Urrutia had signed legal documents permitting the creation of fictitious companies that were listed as owners of properties, which in fact all belonged to the same company.

To see how truly shameless this is, it is helpful to quote from the first paragraph of Article 13: “Persons occupying vacant properties who, by the date of the Zidres declaration do not meet the requirements of Law 160 of 1994, may acquire legal title by linking with other productive projects as an association or via land use contracts, thus allowing them to utilise the rural lands they occupy.” Ownership of lands illegally occupied by land grabbers can also revert to the State but they are typically returned to the land grabber through a leasehold contract as a kind of money laundering.

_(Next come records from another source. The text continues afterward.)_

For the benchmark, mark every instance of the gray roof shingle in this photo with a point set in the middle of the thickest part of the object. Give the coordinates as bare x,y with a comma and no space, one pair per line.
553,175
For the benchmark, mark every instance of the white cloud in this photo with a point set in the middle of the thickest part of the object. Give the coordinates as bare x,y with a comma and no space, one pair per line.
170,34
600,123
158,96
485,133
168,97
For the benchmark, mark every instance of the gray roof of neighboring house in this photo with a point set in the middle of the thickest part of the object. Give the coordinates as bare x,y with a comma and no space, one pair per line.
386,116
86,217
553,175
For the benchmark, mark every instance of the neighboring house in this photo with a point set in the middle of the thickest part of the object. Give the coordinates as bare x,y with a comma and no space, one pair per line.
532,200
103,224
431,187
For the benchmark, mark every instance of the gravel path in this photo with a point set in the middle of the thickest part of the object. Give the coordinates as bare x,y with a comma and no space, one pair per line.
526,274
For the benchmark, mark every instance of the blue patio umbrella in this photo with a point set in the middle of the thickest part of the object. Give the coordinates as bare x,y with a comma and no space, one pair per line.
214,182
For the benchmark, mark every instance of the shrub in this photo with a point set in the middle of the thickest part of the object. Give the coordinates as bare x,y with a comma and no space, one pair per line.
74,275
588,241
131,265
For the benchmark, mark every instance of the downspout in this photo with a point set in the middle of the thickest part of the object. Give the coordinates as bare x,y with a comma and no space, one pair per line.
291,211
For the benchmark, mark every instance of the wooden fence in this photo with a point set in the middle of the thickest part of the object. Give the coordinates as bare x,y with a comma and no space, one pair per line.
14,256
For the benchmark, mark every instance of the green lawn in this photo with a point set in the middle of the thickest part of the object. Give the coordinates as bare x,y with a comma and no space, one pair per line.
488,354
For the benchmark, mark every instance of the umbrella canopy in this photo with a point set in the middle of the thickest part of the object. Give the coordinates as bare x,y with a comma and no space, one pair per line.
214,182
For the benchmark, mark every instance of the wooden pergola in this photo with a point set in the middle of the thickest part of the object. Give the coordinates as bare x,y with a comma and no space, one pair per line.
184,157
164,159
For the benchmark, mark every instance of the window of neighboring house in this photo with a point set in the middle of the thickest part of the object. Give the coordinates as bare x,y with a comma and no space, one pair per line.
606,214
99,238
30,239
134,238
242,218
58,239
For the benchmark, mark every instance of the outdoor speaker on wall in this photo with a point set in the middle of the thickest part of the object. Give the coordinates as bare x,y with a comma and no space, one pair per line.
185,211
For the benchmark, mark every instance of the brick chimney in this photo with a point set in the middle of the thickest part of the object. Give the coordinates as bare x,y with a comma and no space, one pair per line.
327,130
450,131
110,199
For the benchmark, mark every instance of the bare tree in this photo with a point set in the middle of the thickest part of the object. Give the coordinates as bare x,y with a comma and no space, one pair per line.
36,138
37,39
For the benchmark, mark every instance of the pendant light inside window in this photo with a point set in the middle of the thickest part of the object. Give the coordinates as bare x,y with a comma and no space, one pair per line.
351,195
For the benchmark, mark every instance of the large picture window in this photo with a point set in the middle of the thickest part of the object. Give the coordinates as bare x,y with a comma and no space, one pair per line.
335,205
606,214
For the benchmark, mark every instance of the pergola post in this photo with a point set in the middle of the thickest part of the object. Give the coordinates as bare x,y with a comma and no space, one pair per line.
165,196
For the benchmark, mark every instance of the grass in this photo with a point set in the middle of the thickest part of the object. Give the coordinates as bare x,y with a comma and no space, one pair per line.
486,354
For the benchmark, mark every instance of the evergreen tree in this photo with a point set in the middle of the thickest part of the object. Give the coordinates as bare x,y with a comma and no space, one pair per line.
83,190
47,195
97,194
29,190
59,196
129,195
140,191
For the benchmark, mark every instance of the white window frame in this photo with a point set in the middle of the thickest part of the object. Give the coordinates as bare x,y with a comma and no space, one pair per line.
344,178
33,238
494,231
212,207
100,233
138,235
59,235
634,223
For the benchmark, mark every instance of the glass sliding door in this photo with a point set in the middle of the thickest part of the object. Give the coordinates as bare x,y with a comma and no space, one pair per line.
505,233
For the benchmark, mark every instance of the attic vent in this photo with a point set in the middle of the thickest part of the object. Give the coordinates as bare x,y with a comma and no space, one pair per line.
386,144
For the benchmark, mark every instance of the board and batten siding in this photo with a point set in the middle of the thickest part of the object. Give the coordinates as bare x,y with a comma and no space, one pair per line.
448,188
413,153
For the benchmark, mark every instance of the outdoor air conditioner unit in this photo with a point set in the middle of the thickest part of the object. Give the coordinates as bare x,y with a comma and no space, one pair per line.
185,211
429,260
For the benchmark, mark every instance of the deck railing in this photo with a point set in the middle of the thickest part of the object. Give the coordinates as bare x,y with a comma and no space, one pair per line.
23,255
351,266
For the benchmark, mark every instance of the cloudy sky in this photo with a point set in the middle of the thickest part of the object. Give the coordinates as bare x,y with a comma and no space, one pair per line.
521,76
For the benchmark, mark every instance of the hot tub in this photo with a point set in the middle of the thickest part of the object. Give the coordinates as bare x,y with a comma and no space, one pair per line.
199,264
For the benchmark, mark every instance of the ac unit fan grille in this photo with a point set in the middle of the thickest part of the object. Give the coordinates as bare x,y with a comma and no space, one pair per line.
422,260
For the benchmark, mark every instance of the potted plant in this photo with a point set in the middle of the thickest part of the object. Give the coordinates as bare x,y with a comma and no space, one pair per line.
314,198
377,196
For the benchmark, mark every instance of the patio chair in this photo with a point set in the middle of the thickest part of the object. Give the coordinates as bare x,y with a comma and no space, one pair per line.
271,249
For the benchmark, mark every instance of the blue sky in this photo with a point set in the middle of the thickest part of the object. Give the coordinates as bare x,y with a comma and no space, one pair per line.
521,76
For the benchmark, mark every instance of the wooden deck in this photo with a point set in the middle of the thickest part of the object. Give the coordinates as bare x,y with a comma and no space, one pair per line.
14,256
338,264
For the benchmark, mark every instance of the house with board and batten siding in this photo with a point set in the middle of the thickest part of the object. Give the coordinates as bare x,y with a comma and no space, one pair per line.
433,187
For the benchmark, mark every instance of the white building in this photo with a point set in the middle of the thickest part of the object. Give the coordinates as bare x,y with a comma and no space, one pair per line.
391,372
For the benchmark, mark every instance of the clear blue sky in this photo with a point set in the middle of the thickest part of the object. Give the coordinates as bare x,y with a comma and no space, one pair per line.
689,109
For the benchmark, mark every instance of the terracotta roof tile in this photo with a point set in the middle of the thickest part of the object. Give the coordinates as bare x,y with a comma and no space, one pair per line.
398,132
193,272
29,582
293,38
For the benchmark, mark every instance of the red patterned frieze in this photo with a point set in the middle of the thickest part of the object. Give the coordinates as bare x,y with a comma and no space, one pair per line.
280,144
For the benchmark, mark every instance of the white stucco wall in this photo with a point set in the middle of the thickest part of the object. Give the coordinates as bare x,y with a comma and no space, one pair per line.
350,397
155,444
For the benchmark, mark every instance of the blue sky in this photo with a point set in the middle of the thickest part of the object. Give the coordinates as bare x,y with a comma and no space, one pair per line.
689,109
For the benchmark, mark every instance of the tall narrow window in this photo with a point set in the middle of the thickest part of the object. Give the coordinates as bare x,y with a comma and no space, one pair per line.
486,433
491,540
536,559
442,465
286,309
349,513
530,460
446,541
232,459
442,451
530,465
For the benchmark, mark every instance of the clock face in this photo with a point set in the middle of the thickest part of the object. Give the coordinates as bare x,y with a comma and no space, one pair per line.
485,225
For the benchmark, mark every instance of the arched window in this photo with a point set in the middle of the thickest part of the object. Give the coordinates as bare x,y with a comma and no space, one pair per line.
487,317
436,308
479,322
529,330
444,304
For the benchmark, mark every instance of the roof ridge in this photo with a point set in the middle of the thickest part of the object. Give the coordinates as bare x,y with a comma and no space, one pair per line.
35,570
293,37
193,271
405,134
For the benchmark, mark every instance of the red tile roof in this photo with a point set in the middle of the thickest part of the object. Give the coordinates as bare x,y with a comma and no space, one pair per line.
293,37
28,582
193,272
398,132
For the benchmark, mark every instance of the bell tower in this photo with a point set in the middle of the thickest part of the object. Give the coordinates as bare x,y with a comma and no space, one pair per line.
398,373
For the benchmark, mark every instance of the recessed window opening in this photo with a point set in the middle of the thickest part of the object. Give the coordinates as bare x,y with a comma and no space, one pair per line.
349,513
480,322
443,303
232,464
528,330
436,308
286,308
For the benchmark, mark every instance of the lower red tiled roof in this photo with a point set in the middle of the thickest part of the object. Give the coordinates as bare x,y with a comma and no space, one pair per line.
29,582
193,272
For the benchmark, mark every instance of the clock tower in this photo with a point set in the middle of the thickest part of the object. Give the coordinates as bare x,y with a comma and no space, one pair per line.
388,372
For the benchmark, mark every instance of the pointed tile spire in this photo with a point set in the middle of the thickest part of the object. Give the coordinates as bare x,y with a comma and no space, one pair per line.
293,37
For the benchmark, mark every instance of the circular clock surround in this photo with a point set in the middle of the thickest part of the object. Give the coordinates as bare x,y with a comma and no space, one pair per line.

It became clear through various media that a number of firms were lobbying to safeguard their investments. Fedepalma, for instance, whose board of directors includes Carlos Vigna Talianti of Poligrow and the Agricultural Society of Colombia (SAC in Spanish), were applying significant pressure on the government. Several months ago, Poligrow was demanding “legal security for its investments” despite serious allegations against the company including fraud, falsifying public documents and even criminal conspiracy.

With regard to environmental impacts, this law shows tremendous irresponsibility on the part of the government. The Altillanura region has little water to support monocultures and the consequences will be eroded soils and thirsty animals, women and men. What we’re seeing is the creation of free zones, irrigation systems and the diversion of vital water sources in order to support non-native plants. In recent congressional hearings, the Peace and Justice Commission revealed that Poligrow consumes 1.7 million liters of water daily for which it pays less than one million pesos (roughly US$325) per year, in a region that is running out of water due to the irresponsible actions of this company.

But the absurdity of the Zidres Law does not stop there. The lands of Afro-Colombian communities are highly vulnerable to corporate land grabbing. Paragraph one, article 29, states: “Community councils and/or legally-recognised authorities of peasant reserves and communal territories may present a request to the Ministry of the Interior and Ministry of Agriculture and Rural Development to be included within the production processes established by Zidres.” In the case of Curvaradó, the Ministry of the Interior controls the process of selecting legal representatives of the territory, effectively excluding Afro-mestiza women who are opposed to the companies involved in land grabbing and displacement in their territories—of which they have been the main victims. They [the Ministry of the Interior] impose a legal representative that will advance the interests of the land grabbers and endorse the agribusiness model promoted by the Ministry and outlined in the Zidres Law.

Hopefully, the claims of unconstitutionality filed by dozens of organisations and one congressional group will succeed in ending this nightmare.

Who's involved?

Who's involved?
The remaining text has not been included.